Website Builders: The Cons
Design Limitations
Templates are flexible but not infinitely so. If you want something that doesn't fit the template's structure, you're stuck. Every Squarespace site has a certain "Squarespace look."
Feature Constraints
Built-in features cover common needs, but specific requirements often can't be accommodated. If you need a booking system that works a particular way, or integration with specific software, builders may not support it.
Platform Lock-in
Your site lives on their platform. If they change pricing, discontinue features, or shut down, you have limited options. You can't easily move a Squarespace site to another host.
Ongoing Costs Add Up
£40/month seems cheap, but that's £480/year forever. Over 5 years, you've spent £2,400 - similar to a custom site that you own outright.
Performance Limitations
Website builders prioritise ease of use over performance. They're often slower than well-built custom sites, which affects user experience and search rankings.
When Website Builders Work Well
Starting a New Business
When you're validating a business idea, speed and cost matter more than perfect customisation. Get something online quickly, see if customers respond, then invest in something custom once you've proven the concept.
Simple Brochure Sites
If you just need a professional online presence with basic information, contact details, and maybe a portfolio, builders handle this well.
Limited Budget
If you genuinely can't afford custom development, a builder is better than no website. A decent Squarespace site beats a poor DIY HTML site.
You Enjoy Building It Yourself
Some business owners find it satisfying to build and maintain their own site. If you have the time and interest, builders make this feasible.
When to Hire a Developer
Specific Functionality Requirements
If you need your website to do something specific - a particular booking flow, integration with your inventory system, a custom calculator - custom development is usually necessary.
High-Volume or Complex E-commerce
Basic shops work fine on Shopify or Squarespace. But complex product configurations, B2B pricing, or high-volume operations often need custom solutions.
Performance Matters
If site speed directly affects your business (high-traffic sites, e-commerce with significant ad spend), custom development allows optimisation that builders can't match.
Long-term Investment
If your website is central to your business and you're thinking in 5-10 year terms, owning your codebase makes sense. You control the technology, can switch hosts, and aren't dependent on a platform's continued existence.
Brand Differentiation
If looking distinctly different from competitors matters, custom design and development allow genuine uniqueness. Templates, by definition, are used by many other sites.
The Middle Ground
WordPress with Custom Theme
WordPress offers more flexibility than Squarespace/Wix while being more accessible than fully custom development. A developer can create a custom theme that gives you unique design with the ability to edit content yourself.
Cost is typically £3,000-£8,000 for initial development, with lower ongoing costs than website builders.
Headless CMS with Custom Frontend
For more technical requirements, a headless CMS (like Sanity or Contentful) paired with custom frontend development offers complete flexibility with content editing capabilities.
Questions to Help You Decide
- Do you need features that standard builders don't offer? If yes, lean toward custom.
- How important is unique design to your brand? Template-based sites look template-based.
- What's your 5-year cost comparison? Include builder subscriptions vs. custom development + hosting.
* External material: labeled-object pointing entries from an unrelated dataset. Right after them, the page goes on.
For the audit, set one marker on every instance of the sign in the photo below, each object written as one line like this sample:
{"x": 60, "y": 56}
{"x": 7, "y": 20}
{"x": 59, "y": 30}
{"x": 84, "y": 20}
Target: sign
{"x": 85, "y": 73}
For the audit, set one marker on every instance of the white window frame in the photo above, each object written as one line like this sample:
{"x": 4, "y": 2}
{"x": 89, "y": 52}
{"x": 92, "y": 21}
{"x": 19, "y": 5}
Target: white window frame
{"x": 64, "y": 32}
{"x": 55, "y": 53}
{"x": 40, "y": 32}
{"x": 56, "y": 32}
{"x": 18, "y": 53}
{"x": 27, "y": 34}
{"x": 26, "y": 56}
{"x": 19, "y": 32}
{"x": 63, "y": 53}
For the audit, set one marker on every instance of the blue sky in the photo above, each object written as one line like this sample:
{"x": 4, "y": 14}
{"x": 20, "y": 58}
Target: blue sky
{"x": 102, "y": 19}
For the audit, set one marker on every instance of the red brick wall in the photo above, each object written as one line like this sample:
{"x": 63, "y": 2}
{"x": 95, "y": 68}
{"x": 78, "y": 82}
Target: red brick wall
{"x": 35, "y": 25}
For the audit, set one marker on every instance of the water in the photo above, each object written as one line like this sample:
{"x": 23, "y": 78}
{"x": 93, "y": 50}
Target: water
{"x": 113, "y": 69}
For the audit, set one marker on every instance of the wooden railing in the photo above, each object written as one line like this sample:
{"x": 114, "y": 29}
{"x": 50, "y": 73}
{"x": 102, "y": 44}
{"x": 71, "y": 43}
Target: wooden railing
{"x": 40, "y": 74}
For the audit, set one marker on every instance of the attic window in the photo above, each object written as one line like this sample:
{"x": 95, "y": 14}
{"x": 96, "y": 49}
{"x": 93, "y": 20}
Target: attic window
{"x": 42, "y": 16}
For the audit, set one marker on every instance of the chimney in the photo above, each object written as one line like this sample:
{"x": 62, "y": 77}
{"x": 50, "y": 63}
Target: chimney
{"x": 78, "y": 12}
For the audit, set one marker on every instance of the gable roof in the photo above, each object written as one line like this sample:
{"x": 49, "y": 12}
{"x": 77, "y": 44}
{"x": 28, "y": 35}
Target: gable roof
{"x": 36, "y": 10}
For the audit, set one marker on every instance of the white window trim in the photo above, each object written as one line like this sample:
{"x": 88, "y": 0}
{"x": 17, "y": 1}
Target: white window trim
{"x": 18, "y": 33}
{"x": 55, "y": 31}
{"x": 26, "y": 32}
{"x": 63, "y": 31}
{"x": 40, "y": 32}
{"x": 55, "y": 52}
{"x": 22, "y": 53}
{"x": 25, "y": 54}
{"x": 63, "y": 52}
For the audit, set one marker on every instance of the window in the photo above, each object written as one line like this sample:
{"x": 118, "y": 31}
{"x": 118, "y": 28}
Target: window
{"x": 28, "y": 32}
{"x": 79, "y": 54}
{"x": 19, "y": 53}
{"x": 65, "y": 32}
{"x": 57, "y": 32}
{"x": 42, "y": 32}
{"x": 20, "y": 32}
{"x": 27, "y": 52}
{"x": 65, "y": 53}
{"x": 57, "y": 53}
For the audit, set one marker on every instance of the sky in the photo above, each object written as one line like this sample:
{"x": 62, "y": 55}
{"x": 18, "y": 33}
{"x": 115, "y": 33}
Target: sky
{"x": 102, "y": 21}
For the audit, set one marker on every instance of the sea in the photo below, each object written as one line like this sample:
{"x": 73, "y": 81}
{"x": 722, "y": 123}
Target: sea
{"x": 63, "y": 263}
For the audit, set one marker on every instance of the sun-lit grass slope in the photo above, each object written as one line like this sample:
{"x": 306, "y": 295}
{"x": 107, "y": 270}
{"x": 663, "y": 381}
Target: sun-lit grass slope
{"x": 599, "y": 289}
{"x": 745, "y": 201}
- How comfortable are you with platform dependency? Builders mean trusting a third party with your online presence.
- Do you have time to maintain it yourself? If not, you'll need help either way.
My Recommendation
For most established small businesses, I recommend custom development. The upfront cost is higher, but you get:
- A site that perfectly fits your needs
- Full ownership of your code and content
- Better long-term cost efficiency
- Freedom to evolve as your business grows
Website builders make sense for new businesses testing ideas, side projects, or situations where budget is genuinely constrained.
The worst choice is trying to force a website builder to do things it wasn't designed for. If you're fighting against the platform's limitations, you've outgrown it.